5. Looking to the facts and circumstances of the present case, it appears that there are serious charges against the present applicant under Sections 406, 408 and 420 of Indian Penal Code. The first date of evidence was started by the prosecution witness on 25.6.2007 after fixation of the charge against the present applicant. Thereafter, as stated hereinabove, adjournment applications were preferred in the month of August as well as in the month of October. Meanwhile, examination-in-chief of the prosecution witness has been continued upto the end of September, 2007. Thus, for the reasons recorded by the learned Sessions Judge, Gandhinagar, I see no reason to enlarge the present application on bail under Section 6 of Sub-Section 437 of Criminal Procedure Code. There are valid reasons for rejecting bail application of the present applicant. Applicant/accused cannot be allowed to take benefit of his adjournment application.
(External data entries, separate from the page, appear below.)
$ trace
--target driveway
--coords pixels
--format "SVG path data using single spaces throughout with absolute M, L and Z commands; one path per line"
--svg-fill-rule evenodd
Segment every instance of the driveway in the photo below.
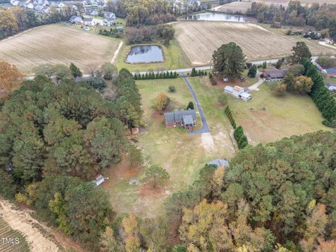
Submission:
M 191 94 L 192 94 L 192 97 L 194 98 L 194 101 L 196 103 L 196 106 L 197 106 L 197 109 L 200 113 L 200 116 L 201 118 L 201 121 L 202 121 L 202 127 L 200 130 L 190 131 L 188 134 L 202 134 L 202 133 L 209 133 L 210 128 L 209 127 L 208 122 L 206 122 L 206 119 L 205 118 L 204 114 L 203 113 L 203 111 L 202 110 L 201 104 L 200 104 L 200 101 L 198 100 L 197 96 L 196 95 L 196 93 L 195 92 L 194 89 L 192 88 L 190 83 L 189 83 L 189 80 L 186 77 L 186 73 L 182 72 L 181 76 L 183 78 L 184 82 L 187 85 L 188 88 L 189 88 L 189 90 L 190 91 Z

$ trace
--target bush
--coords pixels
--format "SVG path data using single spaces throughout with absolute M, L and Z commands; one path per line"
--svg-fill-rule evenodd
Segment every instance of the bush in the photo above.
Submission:
M 168 91 L 170 92 L 174 92 L 176 91 L 176 88 L 174 85 L 170 85 L 168 88 Z
M 227 104 L 227 97 L 224 93 L 220 93 L 218 94 L 218 102 L 222 105 Z

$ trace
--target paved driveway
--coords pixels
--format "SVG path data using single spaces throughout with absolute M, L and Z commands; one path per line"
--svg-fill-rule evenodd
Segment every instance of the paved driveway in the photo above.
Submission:
M 188 80 L 188 78 L 186 77 L 186 73 L 184 72 L 181 73 L 181 76 L 183 78 L 184 82 L 186 83 L 188 88 L 189 88 L 189 90 L 190 90 L 191 94 L 192 94 L 192 97 L 194 98 L 194 101 L 196 103 L 196 106 L 197 106 L 198 111 L 200 113 L 200 116 L 201 118 L 201 121 L 202 121 L 202 127 L 200 130 L 190 131 L 188 134 L 202 134 L 202 133 L 209 133 L 210 128 L 209 127 L 208 122 L 206 122 L 206 119 L 205 118 L 204 114 L 203 113 L 203 111 L 202 110 L 201 104 L 200 104 L 197 96 L 196 95 L 196 93 L 195 92 L 194 89 L 192 88 L 190 83 L 189 83 L 189 80 Z

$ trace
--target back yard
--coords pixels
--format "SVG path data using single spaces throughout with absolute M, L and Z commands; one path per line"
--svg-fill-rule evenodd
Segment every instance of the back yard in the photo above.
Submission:
M 192 83 L 198 80 L 189 79 Z M 162 213 L 162 203 L 167 197 L 186 188 L 197 178 L 199 170 L 206 162 L 217 158 L 231 158 L 234 147 L 230 136 L 228 121 L 221 113 L 222 108 L 212 102 L 206 94 L 204 94 L 200 102 L 213 132 L 188 135 L 181 128 L 167 129 L 163 115 L 153 107 L 157 94 L 164 92 L 172 99 L 172 110 L 185 108 L 192 98 L 183 80 L 140 80 L 137 83 L 142 96 L 146 126 L 136 137 L 136 144 L 142 150 L 145 165 L 162 165 L 170 174 L 170 179 L 167 185 L 155 190 L 145 186 L 130 185 L 132 178 L 141 180 L 144 169 L 132 170 L 124 160 L 115 169 L 109 169 L 109 174 L 104 174 L 110 178 L 103 184 L 103 188 L 110 192 L 112 206 L 118 212 L 135 212 L 141 216 L 153 217 Z M 176 87 L 176 92 L 168 92 L 171 85 Z

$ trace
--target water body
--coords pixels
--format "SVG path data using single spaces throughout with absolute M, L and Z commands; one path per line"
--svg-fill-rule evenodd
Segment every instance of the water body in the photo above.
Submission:
M 162 50 L 158 46 L 133 46 L 127 55 L 127 63 L 162 62 Z
M 186 17 L 186 20 L 206 20 L 206 21 L 227 21 L 246 22 L 247 20 L 244 16 L 216 13 L 202 13 L 195 15 L 190 15 Z

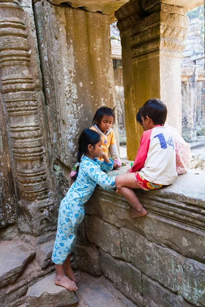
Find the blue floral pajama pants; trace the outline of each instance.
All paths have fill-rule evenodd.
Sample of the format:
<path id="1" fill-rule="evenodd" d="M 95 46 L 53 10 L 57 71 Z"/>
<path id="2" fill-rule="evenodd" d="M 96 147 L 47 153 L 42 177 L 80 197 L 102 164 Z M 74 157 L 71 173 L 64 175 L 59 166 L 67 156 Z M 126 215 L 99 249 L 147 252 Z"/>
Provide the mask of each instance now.
<path id="1" fill-rule="evenodd" d="M 76 239 L 77 228 L 84 216 L 84 205 L 73 205 L 65 199 L 63 200 L 59 209 L 56 237 L 51 257 L 56 265 L 62 265 L 71 253 Z"/>

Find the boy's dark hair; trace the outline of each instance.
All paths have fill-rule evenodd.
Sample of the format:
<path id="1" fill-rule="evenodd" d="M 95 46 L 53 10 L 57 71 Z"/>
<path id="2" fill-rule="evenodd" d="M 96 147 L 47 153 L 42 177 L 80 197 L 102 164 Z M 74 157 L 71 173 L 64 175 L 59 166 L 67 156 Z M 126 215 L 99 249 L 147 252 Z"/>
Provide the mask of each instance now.
<path id="1" fill-rule="evenodd" d="M 78 140 L 78 152 L 77 153 L 77 162 L 80 163 L 83 155 L 88 152 L 88 146 L 90 144 L 94 146 L 100 139 L 100 135 L 96 131 L 91 129 L 85 129 L 80 134 Z M 76 173 L 73 176 L 73 180 L 77 179 L 78 174 L 79 166 L 76 168 Z"/>
<path id="2" fill-rule="evenodd" d="M 155 125 L 163 125 L 166 121 L 167 108 L 166 104 L 157 98 L 149 99 L 140 109 L 141 116 L 148 116 Z"/>
<path id="3" fill-rule="evenodd" d="M 139 123 L 139 124 L 140 124 L 141 125 L 142 125 L 142 121 L 141 119 L 141 114 L 140 114 L 140 111 L 141 111 L 141 108 L 140 108 L 139 109 L 138 112 L 137 112 L 137 114 L 136 116 L 136 119 L 137 120 L 137 122 L 138 122 Z"/>
<path id="4" fill-rule="evenodd" d="M 99 124 L 102 117 L 106 115 L 107 116 L 112 116 L 113 118 L 113 122 L 115 121 L 115 114 L 114 110 L 115 107 L 114 108 L 111 107 L 107 107 L 107 106 L 102 106 L 99 107 L 96 112 L 95 115 L 94 116 L 92 124 Z"/>

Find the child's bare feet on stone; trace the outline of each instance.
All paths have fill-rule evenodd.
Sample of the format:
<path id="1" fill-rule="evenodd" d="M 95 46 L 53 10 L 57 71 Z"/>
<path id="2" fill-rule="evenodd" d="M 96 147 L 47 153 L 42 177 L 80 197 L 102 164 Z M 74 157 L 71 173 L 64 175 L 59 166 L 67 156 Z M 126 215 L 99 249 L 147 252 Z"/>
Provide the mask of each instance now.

Accused is applying for adjournment and subsequently says now, 60 days are over from first date fixed for taking evidence and he must be enlarged on bail under Section 437(6) of Code of Criminal Procedure. This advantage of his own wrong, cannot be availed for getting bail under Section 437(6) of Code of Criminal Procedure. The order passed by the learned Sessions Court, Gandhinagar is absolutely true and correct in consonance with the provisions of Criminal Procedure Code, 1973. No error has been committed by the leaned Sessions Court, Gandhinagar in allowing Criminal Misc. Application preferred by the State bearing Criminal Misc. Application No. 566 of 2007 and correctly the order granting bail by the trial Court has been quashed. Accused is directed to surrender to judicial custody, if he has not availed bail under Section 439 of Code of Criminal Procedure.
6. As a cumulative effect of the aforesaid facts, reasons and judicial pronouncement, there is no substance in the present application. Hence, the same is dismissed.